Tindakan untuk mencegah infeksi merupakan hal yang penting pada saat melakukan pemasangan jalur IV dan sepanjang periode pemberian infus. Beberapa cara ini termasuk berikut ini :
- Mencuci tangan dengan teliti sebelum kontak dengan bagian apapun dari sistem infus atau dengan pasien
- Mengevaluasi penampung IV akan adanya keretakan, kebocoran, atau kekeruha, yang mungkin menandakan suatu larutan yang terkontaminasi
- Menggunakan teknik aseptik yang kuat
- Menempatkan kanula IV dengan kuat untuk mencegah pergerakan keluar masuk
- Memeriksa tempat penusukan IV setiap hari dan mengganti balutan steril
- Melepaskan kateter IV pada adanya tanda pertama peradangan lokal, kontaminasi, atau komplikasi
- Mengganti kanula IV yang dipasang saat keadaan gawat (dengan asepsis yang dipertanyakan) sesegera mungkin
- Menggganti kantorng setiap 24 jam dan seluruh set pemberian sedikitnya setiap 48 sampai 72 jam, dan setiap 24 jam jika produk darah atau lemak yang diinfuskan.
G. Komplikasi Lokal
1. Infiltrasi
Pergeseran jarum dan infiltrasi lokal dari larutan ke dalam jaringan subkutan bukanlah hal yang jarang terjadi.

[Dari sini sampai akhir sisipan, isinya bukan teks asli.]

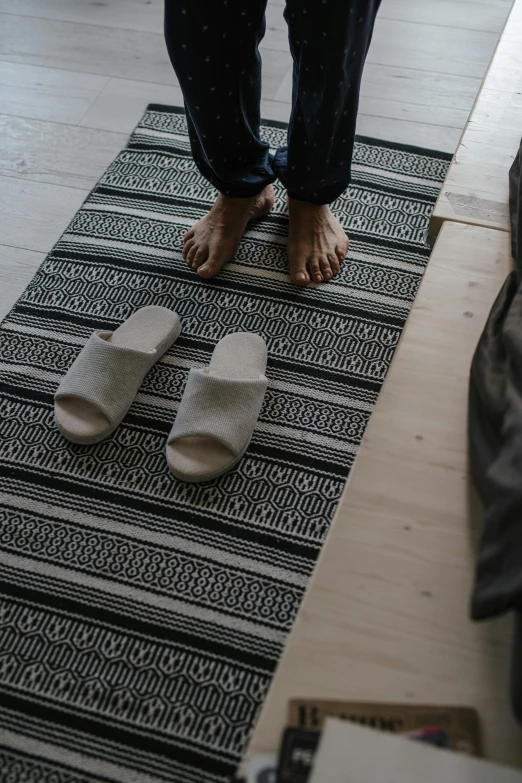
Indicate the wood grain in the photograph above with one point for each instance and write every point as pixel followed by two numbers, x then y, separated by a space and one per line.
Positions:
pixel 476 187
pixel 17 268
pixel 47 93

Infiltrasi ditunjukkan dengan edema disekitar tempat penusukan, ketidaknyamanan, dan rasa dingin di areainfiltrasi, dan penurunan kecepatan aliran yang nyata. Jika larutan yang dipergunakan bersifat mengiritasi, kerusakan jaringan dapat terjadi.
2. Flebitis
Flebitis didefinisikan sebagai inflamasi vena yang disebabkan baik oleh iritasi kimia maupun mekanik. Hal ini dikarakteristik dengan adanya daerah yang memerah dan hangat di sekitar daerah penusukan atau sepanjang vena, nyeri atau rasa lunak di daerah penusukan atau sepanjang vena, komposisi cairan atau obat yang diinfuskan (terutama pH dan tonisitasnya), ukuran dan tempat kanula dimasukkan pemasangan jalur IV yang tidak sesuai, dan masuknya mikroorganisme pada saat penusukan.
3. Tromboflebitis
Tromboflebitis mengacu pada adanya bekuan ditambah peradangan dalam vena. Hal ini dikarateristik dengan adanya nyeri yang terlokalisasi, kemerahan, rasa hangat, dan pembengkakan di sekitar tempat penusukan atau sepanjang vena, imobilisasi ekstremitas karena rasa tidak nyaman dan pembengkakan, kecepatan aliran yang tersendat, demam, malaise, dan leukositosis. Perawat termasuk menghentikan IV, memberikan kompres hangat, meninggikan ekstremitas, dan memulai jalur IV di ekstremitas yang berlawanan.
4. Hemotoma
Hemotoma terjadi sebagai akibat dari kebocoran darah ke jaringan di sekitar tempat penusukan. Hal ini dapat disebabkan karena pecahnya dinding vena yang berlawanan selama penusukan vena, jarum bergeser keluar vena, dan tekanan yang tidak sesuai yang diberikan ke tempat penusukan setelah jarum atau kateter dilepaskan. Tanda – tanda dan gejala dari hematoma termasuk ekimosis, pembengkakan segera pada tempat penusuka, dan kebocoran darah pada tempat penusukan.
5. Bekuan (clotting)
Bekuan pada jarum merupakan komplikasi lokal yang lain. Hal ini disebabkan karena selang IV yang tertekuk, kecepatan aliran yang terlalu lambat, kantong IV yang kosong, atau tidak memberikan alairan setelah pemberian obat atau larutan intermiten. Tanda dan gejalanya adalah penurunan kecepatan aliran dan aliran darah kembali ke selang IV.
Jika terjadi bekuan, jalur IV harus dihentikan. Perawatan terdiri dari tidak mengirigasi atau melakukan pemijatan pada selang, tidak mengembalikan aliran dengan meningkatkan kecepatan atau menggantung larutan lebih tinggi, dan tidak melakukan aspirasi bekuan dari kanul. Pada beberapa kasus urokinase (Abbokinase) disuntukkan ke dalam kateter untuk membersihkan bekuan yang diakibatkan oleh fibrin atau bekuan darah.